Une dernière promenade. Journal (extraits)

6 mai 1981
Revenir de Venise est à chaque fois plus difficile. La certitude que ma vie n'est que là, qu'ailleurs tout est simulation, faux-semblants et perte d'énergie. Ne penser qu'au retour.
.
7 mai 1981
C'est aujourd'hui. Irrémédiablement. Mes bagages attendent dans l'entrée. Il faut y aller. Regarder une dernière fois l'animation sur le grand canal du haut du pont des Scalzi en attendant l'heure de mon train. Voir Federico repartir avec la barque bleue. Son salut de la main, le vaporetto qui le croise et le cache à ma vue.

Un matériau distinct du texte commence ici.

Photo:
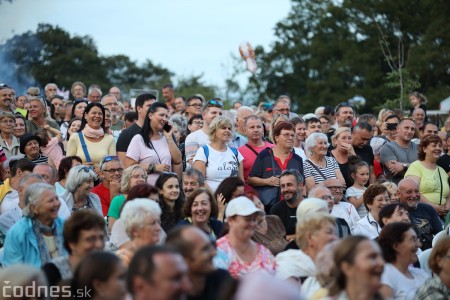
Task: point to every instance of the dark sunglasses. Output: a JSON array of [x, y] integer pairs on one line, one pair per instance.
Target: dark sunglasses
[[213, 102]]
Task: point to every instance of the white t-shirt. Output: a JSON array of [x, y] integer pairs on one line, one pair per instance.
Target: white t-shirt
[[194, 141], [10, 201], [346, 211], [402, 286], [139, 152], [355, 192], [220, 165]]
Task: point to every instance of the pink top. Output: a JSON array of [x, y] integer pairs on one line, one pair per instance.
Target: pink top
[[53, 151], [264, 260]]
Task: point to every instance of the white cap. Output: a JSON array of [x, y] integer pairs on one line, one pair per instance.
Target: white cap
[[241, 206]]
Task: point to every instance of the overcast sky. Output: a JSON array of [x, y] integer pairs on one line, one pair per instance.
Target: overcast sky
[[189, 37]]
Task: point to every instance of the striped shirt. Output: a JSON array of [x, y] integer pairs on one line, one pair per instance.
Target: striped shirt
[[311, 169]]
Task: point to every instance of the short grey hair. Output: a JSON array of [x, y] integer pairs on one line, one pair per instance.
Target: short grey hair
[[24, 180], [218, 122], [76, 177], [311, 141], [134, 212], [33, 195], [126, 176], [241, 109]]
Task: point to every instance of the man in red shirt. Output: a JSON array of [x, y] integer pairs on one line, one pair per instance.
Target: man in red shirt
[[111, 175]]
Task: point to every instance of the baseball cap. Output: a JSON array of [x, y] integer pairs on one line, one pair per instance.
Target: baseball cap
[[241, 206]]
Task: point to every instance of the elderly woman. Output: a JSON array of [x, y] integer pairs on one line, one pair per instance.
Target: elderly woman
[[92, 143], [79, 184], [313, 232], [154, 148], [131, 177], [102, 275], [74, 126], [359, 266], [21, 127], [201, 210], [241, 254], [36, 238], [432, 179], [8, 141], [217, 160], [38, 116], [269, 164], [141, 218], [342, 150], [270, 231], [319, 167], [375, 198], [399, 243], [83, 233], [30, 146], [438, 287], [63, 171]]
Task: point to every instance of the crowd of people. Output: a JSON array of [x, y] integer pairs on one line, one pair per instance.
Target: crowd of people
[[107, 198]]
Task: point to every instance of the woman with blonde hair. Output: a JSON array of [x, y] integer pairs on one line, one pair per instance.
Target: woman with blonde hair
[[131, 177], [217, 160]]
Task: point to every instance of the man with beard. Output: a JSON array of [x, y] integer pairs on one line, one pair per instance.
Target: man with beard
[[198, 252], [291, 188], [422, 215], [192, 180], [344, 114], [341, 209], [396, 156], [111, 102]]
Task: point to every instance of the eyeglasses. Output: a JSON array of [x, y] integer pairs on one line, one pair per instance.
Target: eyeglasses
[[86, 169], [112, 171], [139, 176], [198, 105], [288, 135], [213, 102], [339, 188]]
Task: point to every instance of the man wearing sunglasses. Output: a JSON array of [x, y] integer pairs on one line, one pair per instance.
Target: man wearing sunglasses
[[344, 114], [111, 175], [197, 139]]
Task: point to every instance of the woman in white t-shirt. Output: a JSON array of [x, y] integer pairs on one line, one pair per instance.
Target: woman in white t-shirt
[[217, 160], [154, 148], [399, 243]]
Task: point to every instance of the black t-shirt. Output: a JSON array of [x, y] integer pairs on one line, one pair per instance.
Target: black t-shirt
[[288, 216], [444, 162], [215, 283], [126, 136], [427, 222]]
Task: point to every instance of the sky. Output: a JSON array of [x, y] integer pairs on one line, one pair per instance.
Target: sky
[[189, 37]]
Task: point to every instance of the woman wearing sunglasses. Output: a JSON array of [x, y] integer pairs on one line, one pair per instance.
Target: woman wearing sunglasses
[[92, 143], [79, 185], [154, 148]]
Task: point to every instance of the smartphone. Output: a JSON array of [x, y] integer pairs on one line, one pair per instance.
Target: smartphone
[[167, 127], [391, 126]]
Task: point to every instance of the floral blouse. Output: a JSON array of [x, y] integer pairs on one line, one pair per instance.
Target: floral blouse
[[264, 260]]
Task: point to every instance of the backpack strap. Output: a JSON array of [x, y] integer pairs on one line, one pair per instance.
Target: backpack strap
[[206, 150], [83, 145]]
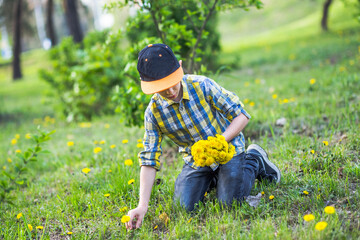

[...] Point de tristesse en fait puisque je sais que je reviendrai bientôt mais une immense lassitude. Pourquoi doit-on toujours partir, aller ailleurs, laisser ce qu'on a commencé et ne jamais rien finir vraiment ? Pour quelle raison pressante laisse-t-on ce qui nous rend heureux et nous apporte la plénitude ? La hantise du tombeau qui importune, pour paraphraser Patrice de la Tour du Pin ?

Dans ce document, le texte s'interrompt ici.